BURIED Treasure Discoveries By Metal Detectorists In UK Hit New Records as the trend grows
The Department for Digital, Culture, Media and Sport’s (DCMS) in the UK has announced in its annual report that for the sixth year in a row, there have been more than 1,000 discoveries of buried treasure in England, Wales and Northern Ireland.
Putting the rise down to the growing trend in numbers of people going out using metal detectors – which accounted for 96 per cent of the hauls – the Department showed that the largest number of finds recorded so far was in 2019, when more than 1,300 pieces of treasure were uncovered.
Apparently, there are more than 20,000 metal detectorists in England and Wales, with Hampshire, Essex and Lincolnshire appearing to be the best counties for finding the treasure, as more than 80 pieces were found in each of those counties in 2019.

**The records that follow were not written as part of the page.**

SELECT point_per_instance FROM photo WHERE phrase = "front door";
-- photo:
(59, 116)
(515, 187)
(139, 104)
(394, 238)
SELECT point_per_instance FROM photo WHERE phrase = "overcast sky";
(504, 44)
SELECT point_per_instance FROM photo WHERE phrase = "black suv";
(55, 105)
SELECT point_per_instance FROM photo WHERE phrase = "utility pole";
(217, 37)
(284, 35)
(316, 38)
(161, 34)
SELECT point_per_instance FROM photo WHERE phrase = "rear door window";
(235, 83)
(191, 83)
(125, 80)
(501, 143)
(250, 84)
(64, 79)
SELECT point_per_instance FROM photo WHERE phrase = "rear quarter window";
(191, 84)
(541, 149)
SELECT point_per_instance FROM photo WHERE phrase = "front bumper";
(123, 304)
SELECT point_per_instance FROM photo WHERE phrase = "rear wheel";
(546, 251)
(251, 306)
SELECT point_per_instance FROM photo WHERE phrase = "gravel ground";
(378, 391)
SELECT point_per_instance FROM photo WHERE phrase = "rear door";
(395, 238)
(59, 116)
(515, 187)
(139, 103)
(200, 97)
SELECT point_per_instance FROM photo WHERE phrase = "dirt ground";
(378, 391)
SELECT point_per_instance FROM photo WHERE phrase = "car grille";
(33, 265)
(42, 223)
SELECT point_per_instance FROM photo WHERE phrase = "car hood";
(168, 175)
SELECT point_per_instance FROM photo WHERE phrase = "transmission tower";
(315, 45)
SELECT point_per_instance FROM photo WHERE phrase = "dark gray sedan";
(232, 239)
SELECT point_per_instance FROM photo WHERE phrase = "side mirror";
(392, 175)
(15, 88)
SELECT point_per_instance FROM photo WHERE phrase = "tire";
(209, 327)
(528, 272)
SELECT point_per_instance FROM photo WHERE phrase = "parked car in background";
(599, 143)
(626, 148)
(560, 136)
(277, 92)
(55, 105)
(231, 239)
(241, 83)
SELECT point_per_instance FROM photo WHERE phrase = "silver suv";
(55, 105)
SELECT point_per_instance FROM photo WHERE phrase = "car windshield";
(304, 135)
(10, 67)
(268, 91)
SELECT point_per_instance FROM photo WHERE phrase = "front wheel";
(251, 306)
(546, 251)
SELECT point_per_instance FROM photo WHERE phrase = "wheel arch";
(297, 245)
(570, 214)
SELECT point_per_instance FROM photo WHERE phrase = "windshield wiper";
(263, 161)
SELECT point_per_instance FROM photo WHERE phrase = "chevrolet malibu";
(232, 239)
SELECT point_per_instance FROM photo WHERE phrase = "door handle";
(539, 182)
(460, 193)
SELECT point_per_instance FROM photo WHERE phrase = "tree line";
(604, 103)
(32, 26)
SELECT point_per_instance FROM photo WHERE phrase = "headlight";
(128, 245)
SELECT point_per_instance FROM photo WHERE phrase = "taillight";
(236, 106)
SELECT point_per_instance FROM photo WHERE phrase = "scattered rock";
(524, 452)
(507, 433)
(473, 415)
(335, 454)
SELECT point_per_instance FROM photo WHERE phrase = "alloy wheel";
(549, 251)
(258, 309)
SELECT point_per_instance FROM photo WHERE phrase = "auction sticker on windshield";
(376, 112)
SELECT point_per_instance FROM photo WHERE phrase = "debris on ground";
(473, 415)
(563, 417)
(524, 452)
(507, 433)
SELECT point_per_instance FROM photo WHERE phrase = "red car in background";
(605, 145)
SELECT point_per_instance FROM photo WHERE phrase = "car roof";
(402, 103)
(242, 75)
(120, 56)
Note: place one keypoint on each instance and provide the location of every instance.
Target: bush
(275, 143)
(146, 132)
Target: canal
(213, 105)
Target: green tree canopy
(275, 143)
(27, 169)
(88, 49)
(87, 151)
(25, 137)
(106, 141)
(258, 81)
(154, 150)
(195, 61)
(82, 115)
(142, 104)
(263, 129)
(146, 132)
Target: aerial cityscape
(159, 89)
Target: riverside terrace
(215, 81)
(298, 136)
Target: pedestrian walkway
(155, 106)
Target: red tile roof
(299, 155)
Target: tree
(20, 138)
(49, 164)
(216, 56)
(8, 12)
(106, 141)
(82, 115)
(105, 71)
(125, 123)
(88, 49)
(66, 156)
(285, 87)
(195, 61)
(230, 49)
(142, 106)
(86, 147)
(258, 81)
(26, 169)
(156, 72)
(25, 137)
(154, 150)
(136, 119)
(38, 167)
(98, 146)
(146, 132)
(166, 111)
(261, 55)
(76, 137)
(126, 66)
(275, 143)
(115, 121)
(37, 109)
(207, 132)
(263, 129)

Reports show that 84 per cent of the finds were ‘object cases’, which means they are non-coins, and 348 discoveries were either donated to, or acquired by UK museums.

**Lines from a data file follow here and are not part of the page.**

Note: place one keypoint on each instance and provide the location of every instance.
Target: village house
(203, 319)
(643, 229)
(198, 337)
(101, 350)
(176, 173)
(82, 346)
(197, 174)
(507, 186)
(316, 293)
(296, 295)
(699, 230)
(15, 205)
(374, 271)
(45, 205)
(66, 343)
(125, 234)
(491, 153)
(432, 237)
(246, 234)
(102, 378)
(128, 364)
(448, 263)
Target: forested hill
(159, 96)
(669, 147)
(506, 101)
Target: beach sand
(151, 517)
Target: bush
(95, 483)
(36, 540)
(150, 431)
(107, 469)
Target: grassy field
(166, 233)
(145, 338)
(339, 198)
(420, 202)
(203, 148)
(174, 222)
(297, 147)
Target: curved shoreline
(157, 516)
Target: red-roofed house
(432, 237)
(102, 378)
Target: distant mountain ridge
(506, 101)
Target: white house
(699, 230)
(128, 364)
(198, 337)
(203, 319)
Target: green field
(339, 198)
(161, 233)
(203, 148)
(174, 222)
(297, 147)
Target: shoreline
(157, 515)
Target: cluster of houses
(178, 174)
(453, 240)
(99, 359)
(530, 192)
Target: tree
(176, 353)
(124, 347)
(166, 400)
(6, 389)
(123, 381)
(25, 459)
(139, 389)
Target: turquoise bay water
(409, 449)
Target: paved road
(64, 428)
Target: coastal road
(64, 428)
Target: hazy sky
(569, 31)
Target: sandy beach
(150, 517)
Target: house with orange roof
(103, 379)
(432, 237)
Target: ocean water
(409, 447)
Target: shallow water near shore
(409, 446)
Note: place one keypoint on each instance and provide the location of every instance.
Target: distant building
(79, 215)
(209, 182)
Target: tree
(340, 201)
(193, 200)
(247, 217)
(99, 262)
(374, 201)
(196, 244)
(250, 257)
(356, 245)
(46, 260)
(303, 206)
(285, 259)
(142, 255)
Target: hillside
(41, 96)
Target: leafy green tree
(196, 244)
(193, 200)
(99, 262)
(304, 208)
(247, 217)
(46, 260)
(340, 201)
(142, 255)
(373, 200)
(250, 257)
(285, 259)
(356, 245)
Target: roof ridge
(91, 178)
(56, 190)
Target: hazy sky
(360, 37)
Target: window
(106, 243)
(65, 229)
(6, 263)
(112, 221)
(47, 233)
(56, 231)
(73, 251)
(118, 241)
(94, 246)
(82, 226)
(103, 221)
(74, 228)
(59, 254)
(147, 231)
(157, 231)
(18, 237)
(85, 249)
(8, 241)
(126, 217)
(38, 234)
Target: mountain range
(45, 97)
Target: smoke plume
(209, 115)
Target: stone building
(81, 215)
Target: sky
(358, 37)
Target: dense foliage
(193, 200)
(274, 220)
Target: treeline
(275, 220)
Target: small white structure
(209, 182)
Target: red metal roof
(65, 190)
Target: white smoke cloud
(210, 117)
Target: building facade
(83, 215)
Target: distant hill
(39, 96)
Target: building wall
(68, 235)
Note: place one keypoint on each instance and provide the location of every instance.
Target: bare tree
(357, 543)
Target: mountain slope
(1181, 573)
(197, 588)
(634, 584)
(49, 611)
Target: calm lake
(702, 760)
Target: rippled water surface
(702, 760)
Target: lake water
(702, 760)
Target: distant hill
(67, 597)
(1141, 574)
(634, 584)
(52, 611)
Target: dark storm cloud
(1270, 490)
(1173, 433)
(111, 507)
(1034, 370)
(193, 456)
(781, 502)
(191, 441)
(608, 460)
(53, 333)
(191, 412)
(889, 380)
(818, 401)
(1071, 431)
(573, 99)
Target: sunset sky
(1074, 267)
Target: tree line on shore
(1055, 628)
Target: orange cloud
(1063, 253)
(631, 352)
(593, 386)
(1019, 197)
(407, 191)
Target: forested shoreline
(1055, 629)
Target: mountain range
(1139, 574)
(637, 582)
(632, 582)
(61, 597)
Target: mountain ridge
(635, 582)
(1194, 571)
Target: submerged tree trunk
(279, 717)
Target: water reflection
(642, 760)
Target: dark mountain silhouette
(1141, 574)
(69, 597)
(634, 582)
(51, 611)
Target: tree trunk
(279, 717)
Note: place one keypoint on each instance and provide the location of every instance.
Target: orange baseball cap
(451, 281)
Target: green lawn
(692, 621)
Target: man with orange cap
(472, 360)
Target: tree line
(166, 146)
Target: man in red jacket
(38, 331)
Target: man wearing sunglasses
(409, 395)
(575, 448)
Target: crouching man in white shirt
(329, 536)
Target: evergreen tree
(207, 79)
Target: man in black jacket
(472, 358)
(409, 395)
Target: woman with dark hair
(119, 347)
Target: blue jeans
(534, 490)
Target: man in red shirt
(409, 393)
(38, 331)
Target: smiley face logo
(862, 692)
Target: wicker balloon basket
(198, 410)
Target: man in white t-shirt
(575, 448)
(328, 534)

Changes to the law have been proposed, with culture minister Caroline Dinenage stating, “The search for buried treasures by budding detectorists has become more popular than ever before and many ancient artefacts now see the light of day in museums’ collections”.
She added, “However, it is important that we pursue plans to protect more of our precious history and make it easier for everyone to follow the treasure process”.